I looked a bit into the AsyncController
source code but didn't understand anything, except that it uses IAsyncResult
alot and does QueueUserWorkItem
in some places.
But how can BeginInvoke
and QueueUserWorkItem
not use an ASP.NET worker thread? Surely both of these use a thread pool thread, and surely there is only one thread pool in an ASP.NET worker process?
According to MSDN,
The Web server gets a thread from the thread pool (the worker thread) and schedules it to handle an incoming request. This worker thread initiates an asynchronous operation.
The worker thread is returned to the thread pool to service another Web request.
When the asynchronous operation is complete, it notifies ASP.NET.

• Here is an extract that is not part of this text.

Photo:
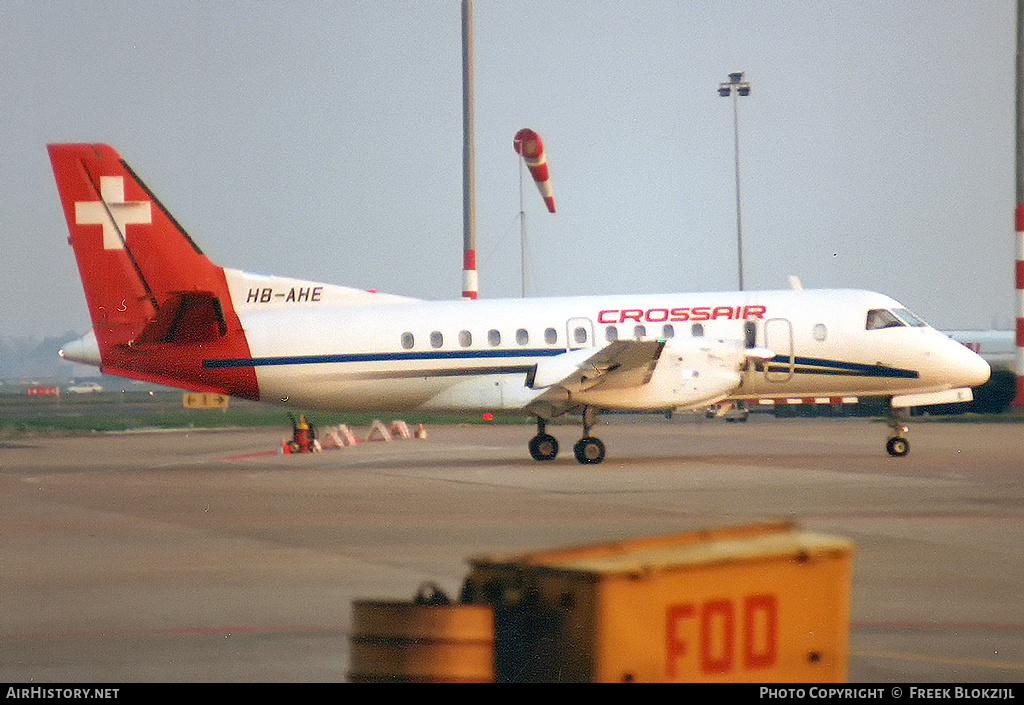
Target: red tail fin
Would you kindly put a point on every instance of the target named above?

But for anything non-trivial, it sounds like initiates an asynchronous operation will still require a thread to run on. Only in extremely simple cases (like using the BCL to download web content) will it be completely unwound and/or completely IOCP bound, right?
I'm asking partly because I see all these Chat Servers implemented using AsyncController
and if all they do is "wait for new messages" I don't understand how that can be done on a non-threadpool thread.